Human curation is one way to describe how an endless list of albums got whittled down to the final 100 Best Albums list.
Another way is that a bunch of people got in a room to sit around and talk about music.
“Nobody here can think of a better use of their time than sitting around and talking about music,” said Rachel Newman, Apple Music’s senior director of content and editorial.
They talked about the influential albums of the past. They talked about the transcendent records that will inevitably shape the future. They really talked about a question that Lowe put this way: “How long does an album have to exist before it’s considered one of the greatest of all time?”
Apple thought differently about its answer.
It would have seemed premature to have the Beatles or Marvin Gaye on such a list 50 years ago. But it would have been prescient. This list set out to celebrate the modern records that will be on similar lists of historically significant albums 50 years from now.
The ones that were “complete thoughts, not just collections of hit songs,” Darden says . The ones that captured a feeling, reflected a moment and inspired other musicians. The ones that defined a time or were so far ahead of their time that they proved timeless.

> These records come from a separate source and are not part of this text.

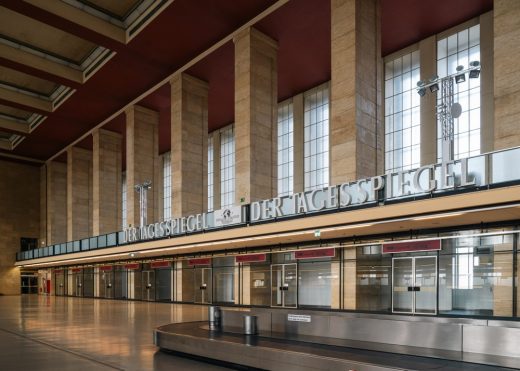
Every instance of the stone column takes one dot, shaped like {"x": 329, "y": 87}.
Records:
{"x": 349, "y": 278}
{"x": 428, "y": 52}
{"x": 503, "y": 271}
{"x": 487, "y": 104}
{"x": 356, "y": 133}
{"x": 43, "y": 207}
{"x": 107, "y": 177}
{"x": 256, "y": 96}
{"x": 506, "y": 73}
{"x": 56, "y": 202}
{"x": 189, "y": 143}
{"x": 142, "y": 160}
{"x": 79, "y": 178}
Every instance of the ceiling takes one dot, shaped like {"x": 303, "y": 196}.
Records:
{"x": 68, "y": 65}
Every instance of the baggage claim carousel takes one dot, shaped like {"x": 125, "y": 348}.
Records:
{"x": 278, "y": 339}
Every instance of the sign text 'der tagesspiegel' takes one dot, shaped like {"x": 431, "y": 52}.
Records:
{"x": 401, "y": 184}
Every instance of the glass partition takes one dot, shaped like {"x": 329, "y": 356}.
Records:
{"x": 224, "y": 280}
{"x": 373, "y": 277}
{"x": 476, "y": 276}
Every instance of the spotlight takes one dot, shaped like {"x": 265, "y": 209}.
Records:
{"x": 460, "y": 77}
{"x": 474, "y": 74}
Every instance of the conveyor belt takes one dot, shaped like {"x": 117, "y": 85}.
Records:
{"x": 281, "y": 354}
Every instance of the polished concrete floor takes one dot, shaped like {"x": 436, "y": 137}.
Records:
{"x": 61, "y": 333}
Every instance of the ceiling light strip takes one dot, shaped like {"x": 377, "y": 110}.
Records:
{"x": 281, "y": 235}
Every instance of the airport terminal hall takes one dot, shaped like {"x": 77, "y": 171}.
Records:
{"x": 260, "y": 185}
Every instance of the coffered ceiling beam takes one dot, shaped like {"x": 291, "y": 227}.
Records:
{"x": 81, "y": 18}
{"x": 14, "y": 126}
{"x": 40, "y": 63}
{"x": 28, "y": 102}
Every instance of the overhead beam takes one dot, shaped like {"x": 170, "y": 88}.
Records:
{"x": 166, "y": 80}
{"x": 14, "y": 126}
{"x": 36, "y": 62}
{"x": 82, "y": 18}
{"x": 28, "y": 101}
{"x": 144, "y": 20}
{"x": 19, "y": 158}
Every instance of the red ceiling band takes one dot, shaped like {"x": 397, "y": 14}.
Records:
{"x": 411, "y": 246}
{"x": 160, "y": 264}
{"x": 202, "y": 261}
{"x": 251, "y": 258}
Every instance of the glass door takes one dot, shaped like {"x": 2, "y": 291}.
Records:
{"x": 163, "y": 282}
{"x": 106, "y": 284}
{"x": 426, "y": 285}
{"x": 203, "y": 285}
{"x": 148, "y": 285}
{"x": 79, "y": 284}
{"x": 414, "y": 285}
{"x": 284, "y": 285}
{"x": 60, "y": 284}
{"x": 402, "y": 298}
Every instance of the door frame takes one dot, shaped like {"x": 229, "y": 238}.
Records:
{"x": 413, "y": 312}
{"x": 283, "y": 265}
{"x": 146, "y": 288}
{"x": 202, "y": 281}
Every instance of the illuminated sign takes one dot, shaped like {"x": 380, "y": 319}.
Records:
{"x": 401, "y": 184}
{"x": 411, "y": 246}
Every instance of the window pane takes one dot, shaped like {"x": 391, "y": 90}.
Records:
{"x": 402, "y": 114}
{"x": 316, "y": 137}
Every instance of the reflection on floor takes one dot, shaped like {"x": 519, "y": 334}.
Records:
{"x": 61, "y": 333}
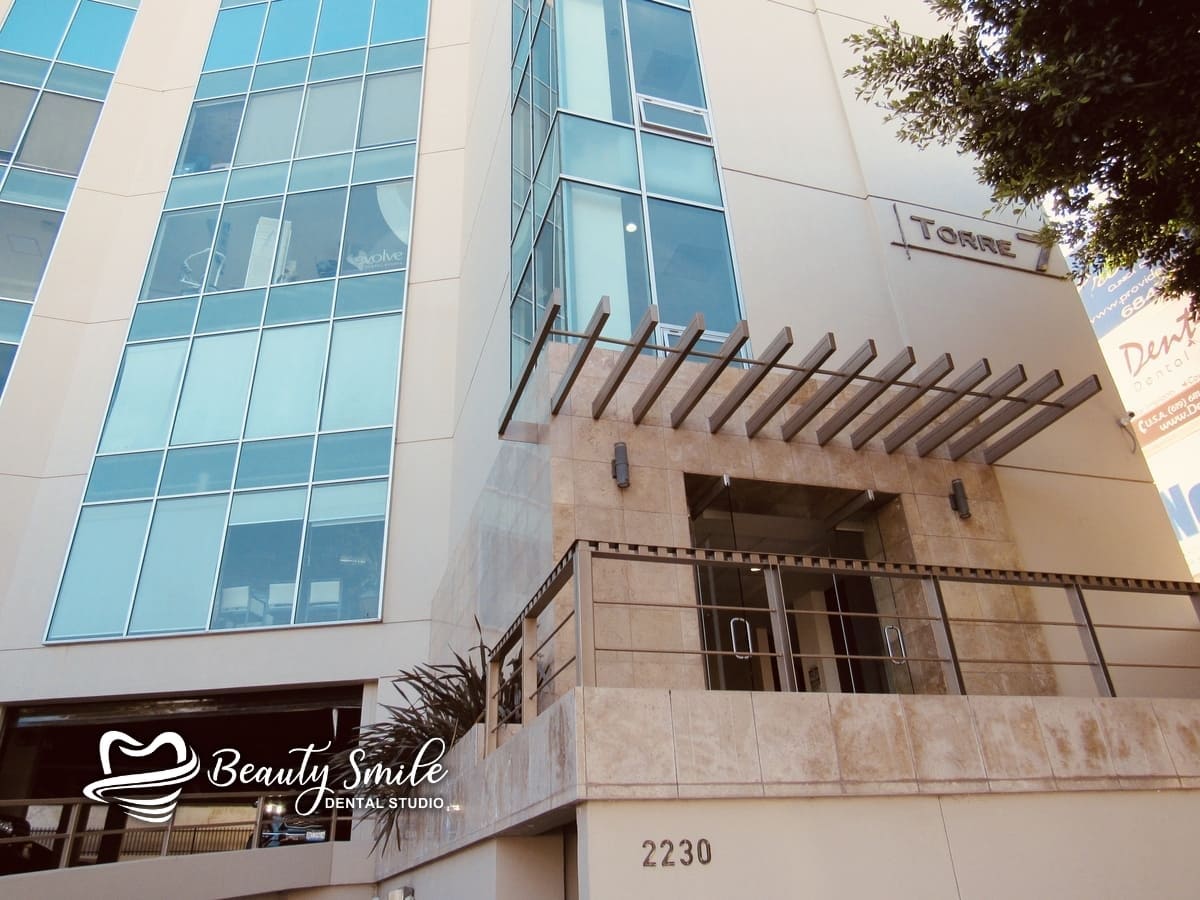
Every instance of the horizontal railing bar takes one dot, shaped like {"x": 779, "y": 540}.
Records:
{"x": 551, "y": 678}
{"x": 867, "y": 568}
{"x": 551, "y": 636}
{"x": 783, "y": 366}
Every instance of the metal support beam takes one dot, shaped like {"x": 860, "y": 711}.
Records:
{"x": 937, "y": 406}
{"x": 547, "y": 325}
{"x": 978, "y": 406}
{"x": 935, "y": 372}
{"x": 942, "y": 637}
{"x": 642, "y": 335}
{"x": 492, "y": 705}
{"x": 751, "y": 379}
{"x": 784, "y": 393}
{"x": 732, "y": 346}
{"x": 599, "y": 319}
{"x": 780, "y": 631}
{"x": 831, "y": 389}
{"x": 1045, "y": 417}
{"x": 667, "y": 369}
{"x": 865, "y": 396}
{"x": 585, "y": 619}
{"x": 1008, "y": 413}
{"x": 528, "y": 670}
{"x": 1090, "y": 640}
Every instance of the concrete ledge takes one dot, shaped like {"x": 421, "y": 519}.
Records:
{"x": 641, "y": 744}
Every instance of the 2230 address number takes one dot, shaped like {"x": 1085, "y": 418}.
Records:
{"x": 666, "y": 855}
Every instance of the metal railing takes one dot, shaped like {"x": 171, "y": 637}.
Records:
{"x": 85, "y": 833}
{"x": 769, "y": 622}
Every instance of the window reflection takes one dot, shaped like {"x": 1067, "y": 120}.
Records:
{"x": 59, "y": 133}
{"x": 343, "y": 553}
{"x": 262, "y": 553}
{"x": 210, "y": 136}
{"x": 311, "y": 238}
{"x": 27, "y": 237}
{"x": 377, "y": 228}
{"x": 180, "y": 256}
{"x": 665, "y": 60}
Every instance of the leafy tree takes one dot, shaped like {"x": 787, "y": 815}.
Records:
{"x": 1089, "y": 106}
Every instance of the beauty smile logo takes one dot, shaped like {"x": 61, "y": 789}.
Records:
{"x": 147, "y": 795}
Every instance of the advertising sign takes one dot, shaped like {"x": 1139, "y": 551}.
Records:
{"x": 1151, "y": 347}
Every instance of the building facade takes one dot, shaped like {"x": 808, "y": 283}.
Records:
{"x": 787, "y": 487}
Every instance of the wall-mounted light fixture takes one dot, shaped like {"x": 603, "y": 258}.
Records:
{"x": 959, "y": 502}
{"x": 621, "y": 465}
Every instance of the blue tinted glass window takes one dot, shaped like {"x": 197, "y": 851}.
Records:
{"x": 15, "y": 106}
{"x": 375, "y": 293}
{"x": 377, "y": 228}
{"x": 245, "y": 245}
{"x": 198, "y": 469}
{"x": 354, "y": 454}
{"x": 39, "y": 189}
{"x": 73, "y": 79}
{"x": 287, "y": 382}
{"x": 693, "y": 265}
{"x": 214, "y": 399}
{"x": 390, "y": 108}
{"x": 262, "y": 555}
{"x": 168, "y": 318}
{"x": 97, "y": 585}
{"x": 312, "y": 235}
{"x": 665, "y": 60}
{"x": 270, "y": 127}
{"x": 300, "y": 303}
{"x": 59, "y": 133}
{"x": 180, "y": 256}
{"x": 343, "y": 25}
{"x": 330, "y": 115}
{"x": 226, "y": 312}
{"x": 275, "y": 462}
{"x": 129, "y": 477}
{"x": 360, "y": 388}
{"x": 23, "y": 70}
{"x": 7, "y": 354}
{"x": 321, "y": 172}
{"x": 97, "y": 35}
{"x": 12, "y": 319}
{"x": 144, "y": 400}
{"x": 180, "y": 565}
{"x": 679, "y": 168}
{"x": 235, "y": 37}
{"x": 289, "y": 27}
{"x": 28, "y": 235}
{"x": 396, "y": 55}
{"x": 36, "y": 27}
{"x": 210, "y": 136}
{"x": 343, "y": 553}
{"x": 399, "y": 19}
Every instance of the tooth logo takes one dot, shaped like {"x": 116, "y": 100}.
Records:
{"x": 142, "y": 795}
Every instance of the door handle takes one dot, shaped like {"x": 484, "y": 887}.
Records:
{"x": 892, "y": 653}
{"x": 733, "y": 636}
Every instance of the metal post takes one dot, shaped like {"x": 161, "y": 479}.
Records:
{"x": 585, "y": 625}
{"x": 1090, "y": 640}
{"x": 942, "y": 637}
{"x": 528, "y": 670}
{"x": 492, "y": 705}
{"x": 780, "y": 631}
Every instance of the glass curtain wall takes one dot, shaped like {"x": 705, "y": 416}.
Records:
{"x": 243, "y": 474}
{"x": 57, "y": 61}
{"x": 616, "y": 189}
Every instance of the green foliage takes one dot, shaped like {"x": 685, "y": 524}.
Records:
{"x": 441, "y": 701}
{"x": 1086, "y": 105}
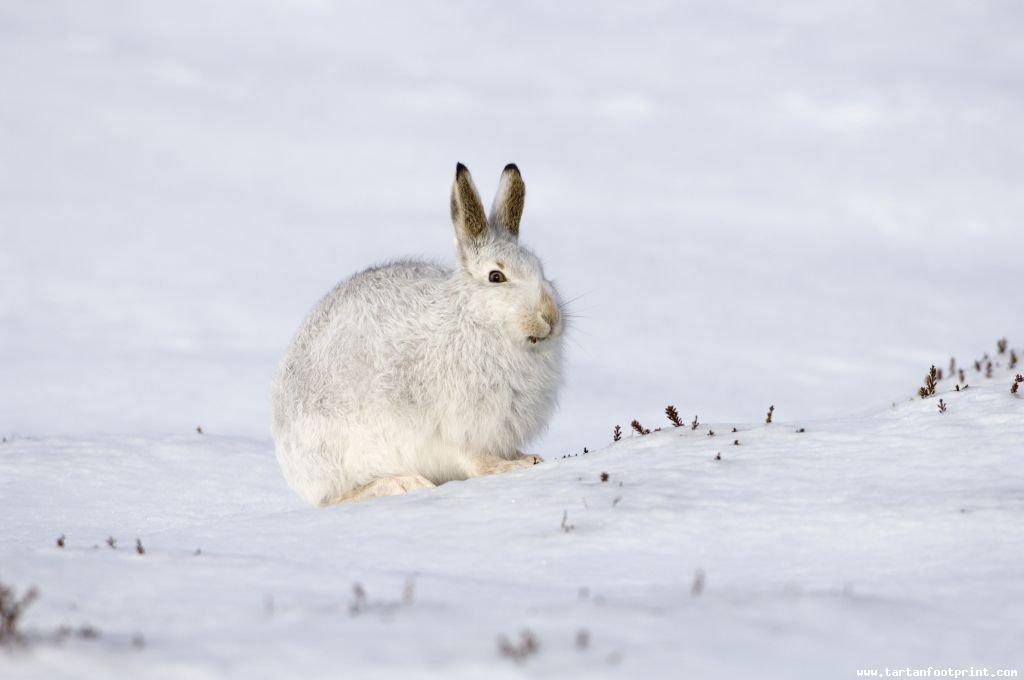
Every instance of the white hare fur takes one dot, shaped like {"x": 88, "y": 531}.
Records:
{"x": 409, "y": 375}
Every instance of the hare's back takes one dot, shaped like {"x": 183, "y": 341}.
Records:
{"x": 353, "y": 333}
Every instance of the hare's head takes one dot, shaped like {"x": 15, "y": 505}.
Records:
{"x": 505, "y": 281}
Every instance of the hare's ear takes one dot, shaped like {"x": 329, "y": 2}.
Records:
{"x": 467, "y": 211}
{"x": 507, "y": 209}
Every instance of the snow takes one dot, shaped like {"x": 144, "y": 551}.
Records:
{"x": 803, "y": 204}
{"x": 891, "y": 539}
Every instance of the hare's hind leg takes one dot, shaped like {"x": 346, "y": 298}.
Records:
{"x": 382, "y": 486}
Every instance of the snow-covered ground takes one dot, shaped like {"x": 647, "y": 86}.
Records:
{"x": 802, "y": 203}
{"x": 887, "y": 540}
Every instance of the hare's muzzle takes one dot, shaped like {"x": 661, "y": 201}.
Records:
{"x": 545, "y": 322}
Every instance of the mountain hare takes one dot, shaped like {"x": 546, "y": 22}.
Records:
{"x": 409, "y": 375}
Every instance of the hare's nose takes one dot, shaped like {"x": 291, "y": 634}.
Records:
{"x": 549, "y": 310}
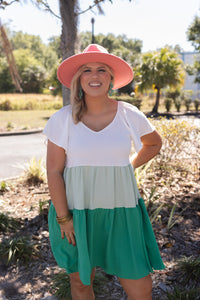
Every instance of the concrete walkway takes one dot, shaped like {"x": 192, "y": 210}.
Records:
{"x": 17, "y": 150}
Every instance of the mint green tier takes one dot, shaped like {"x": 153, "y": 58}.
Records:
{"x": 119, "y": 240}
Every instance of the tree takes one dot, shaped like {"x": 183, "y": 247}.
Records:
{"x": 160, "y": 69}
{"x": 193, "y": 35}
{"x": 69, "y": 12}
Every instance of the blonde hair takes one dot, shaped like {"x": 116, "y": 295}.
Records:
{"x": 78, "y": 104}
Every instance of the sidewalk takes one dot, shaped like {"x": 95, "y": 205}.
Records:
{"x": 21, "y": 132}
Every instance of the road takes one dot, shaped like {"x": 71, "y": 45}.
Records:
{"x": 17, "y": 151}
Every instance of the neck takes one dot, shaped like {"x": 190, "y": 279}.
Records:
{"x": 96, "y": 104}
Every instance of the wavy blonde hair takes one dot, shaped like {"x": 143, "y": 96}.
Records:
{"x": 79, "y": 105}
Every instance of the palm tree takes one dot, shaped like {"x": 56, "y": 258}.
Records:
{"x": 160, "y": 69}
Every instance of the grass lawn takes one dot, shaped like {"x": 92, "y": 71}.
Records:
{"x": 24, "y": 119}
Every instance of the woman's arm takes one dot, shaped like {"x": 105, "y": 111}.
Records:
{"x": 151, "y": 146}
{"x": 55, "y": 167}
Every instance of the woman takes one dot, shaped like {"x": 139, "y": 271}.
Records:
{"x": 97, "y": 217}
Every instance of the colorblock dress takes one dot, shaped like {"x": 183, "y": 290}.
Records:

When it was time to put the list together, Apple Music employees submitted their albums, ranked No. 1 through No. 25. The rest of the voters included artists, songwriters and producers across a broad spectrum of genres and eras, from disco to country to punk-pop.
Once the votes were tallied, Apple Music prepared the final list and waited for the most human part of the whole exercise.
For everyone to complain that whatever Taylor Swift album they chose was too high or way too low.